Eighteen months earlier, I had visited the Swiss Cottage Library in London with a brief to react to the space for a scenography class. On a balcony in the fiction section, looking out across the atrium, I was overcome by the feeling of being haunted by the ghosts of fictional heroines. My reaction to the space, and to the scenography brief, was to recreate this feeling for an audience in a show, one that would be performed onsite. I crafted a ten-minute piece of music and movement that fit the space, using Catherine Earnshaw from Wuthering Heights as the chosen heroine. As a literary ghost, Cathy was the perfect character to embody the feeling of a heroine haunting the library.
This short performance felt like the beginning of something bigger, and I wanted to investigate why I had chosen Cathy as a character over other literary heroines in a longer performance. Because theatre spaces were more familiar to me, my first thought was to move the full version there. I began to devise and write the second half of the show without referencing the library itself or anything in it, imagining the piece in an environment that would offer a blank slate similar to the black box spaces I was rehearsing in.
While it is possible to stage an intimate performance in a theatre with flexible specifications, moving this specific production from the library to a black box meant losing both the aesthetic atmosphere of the site and the exploratory and communal energy the library held. If I were to do it again, I would not let myself be influenced by the kinds of spaces available to me for rehearsal or those that I imagined were easier to produce a performance in. In trying to fit the extended version of Oh Heroine! into my original taught definition of theatre, I was on the road to creating something that wouldn’t fit anywhere.
In trying to fit the extended version of Oh Heroine! into my original taught definition of theatre, I was on the road to creating something that wouldn’t fit anywhere.

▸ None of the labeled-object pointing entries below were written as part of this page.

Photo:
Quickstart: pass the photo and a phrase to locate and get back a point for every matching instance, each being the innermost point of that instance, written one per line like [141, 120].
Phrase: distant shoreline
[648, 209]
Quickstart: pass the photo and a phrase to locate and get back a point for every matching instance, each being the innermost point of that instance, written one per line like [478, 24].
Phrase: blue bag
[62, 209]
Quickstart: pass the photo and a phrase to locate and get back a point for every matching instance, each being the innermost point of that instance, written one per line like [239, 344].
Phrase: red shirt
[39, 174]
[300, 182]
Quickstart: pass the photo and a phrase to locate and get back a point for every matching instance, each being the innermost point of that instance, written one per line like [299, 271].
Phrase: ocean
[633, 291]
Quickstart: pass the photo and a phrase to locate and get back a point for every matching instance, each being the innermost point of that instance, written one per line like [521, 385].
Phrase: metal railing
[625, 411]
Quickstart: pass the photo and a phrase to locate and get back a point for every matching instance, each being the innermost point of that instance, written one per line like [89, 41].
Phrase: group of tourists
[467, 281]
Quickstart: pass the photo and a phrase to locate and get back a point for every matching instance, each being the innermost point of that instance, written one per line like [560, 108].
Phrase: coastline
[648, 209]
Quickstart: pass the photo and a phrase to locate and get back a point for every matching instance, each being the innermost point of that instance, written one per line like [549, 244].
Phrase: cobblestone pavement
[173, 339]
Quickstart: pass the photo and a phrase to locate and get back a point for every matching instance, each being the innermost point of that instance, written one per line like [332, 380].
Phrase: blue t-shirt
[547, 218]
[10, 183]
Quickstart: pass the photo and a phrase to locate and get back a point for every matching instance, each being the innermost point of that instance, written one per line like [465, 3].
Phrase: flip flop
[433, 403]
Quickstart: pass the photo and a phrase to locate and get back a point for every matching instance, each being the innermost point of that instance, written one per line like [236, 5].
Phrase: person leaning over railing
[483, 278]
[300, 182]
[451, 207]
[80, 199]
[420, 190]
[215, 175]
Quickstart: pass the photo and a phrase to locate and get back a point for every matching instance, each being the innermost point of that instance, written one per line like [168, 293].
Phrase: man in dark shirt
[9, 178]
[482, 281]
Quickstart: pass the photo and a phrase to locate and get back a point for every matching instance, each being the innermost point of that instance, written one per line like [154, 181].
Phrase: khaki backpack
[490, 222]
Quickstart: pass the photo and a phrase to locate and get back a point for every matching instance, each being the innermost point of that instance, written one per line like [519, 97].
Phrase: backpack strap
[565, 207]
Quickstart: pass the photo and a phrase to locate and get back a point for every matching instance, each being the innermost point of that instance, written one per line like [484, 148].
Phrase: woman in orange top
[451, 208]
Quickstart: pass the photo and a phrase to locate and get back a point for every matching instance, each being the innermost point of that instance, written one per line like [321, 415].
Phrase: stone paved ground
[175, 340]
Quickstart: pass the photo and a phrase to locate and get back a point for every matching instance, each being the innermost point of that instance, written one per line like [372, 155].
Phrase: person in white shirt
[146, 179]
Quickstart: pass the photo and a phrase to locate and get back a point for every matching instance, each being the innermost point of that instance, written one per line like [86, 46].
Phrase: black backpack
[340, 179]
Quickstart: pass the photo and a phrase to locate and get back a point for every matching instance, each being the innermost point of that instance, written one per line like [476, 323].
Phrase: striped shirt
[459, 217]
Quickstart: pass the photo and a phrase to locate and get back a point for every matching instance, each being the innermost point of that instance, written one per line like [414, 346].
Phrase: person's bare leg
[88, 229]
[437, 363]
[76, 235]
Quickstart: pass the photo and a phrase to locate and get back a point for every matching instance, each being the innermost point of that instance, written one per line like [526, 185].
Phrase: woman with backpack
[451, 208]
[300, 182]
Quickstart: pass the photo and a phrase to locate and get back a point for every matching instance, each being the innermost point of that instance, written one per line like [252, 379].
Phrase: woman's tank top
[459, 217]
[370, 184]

I thought back to why the library was important in the first place. Growing up an avid book club member, I still find bookish environments inviting and comforting. And I realized that as both a theatre practitioner and a person, I am highly influenced by my physical environment. I also understood that my interest in making this project resided first and foremost in how the audience experienced the work; they were the most important part of the project. Knowing that the library, as a site-specific venue, could invoke some of the nostalgic, comforting, and curious feelings I wanted to stir in my audience, I gave myself permission to utilize it.
It was incredibly helpful to have an ally at the library who helped me navigate how to collaborate with this non-theatre venue. I worked with a team leader from Camden Libraries who had participated in the original performance and was supportive of me developing the project further at the Swiss Cottage Library and, ultimately, on tour to two additional libraries in the Borough of Camden. This partnership meant I could regularly test ideas onsite, and it allowed me to learn to use the site beyond what it offered me in a practical sense—lots of different spaces, book shelves, an environment of familiarity—and better understand the emotional and cultural resonance of community libraries.
At this point in my process, I was developing a piece that would be performed in three different library venues, so I needed to make decisions that could be applied to all spaces. There were three areas I needed to use in each library: one with enough floor space for a the performer to dance in, one with seating somewhere within the bookshelves, and one that allowed the audience to take a journey through the library (in all three instances, this final space was on an upper floor).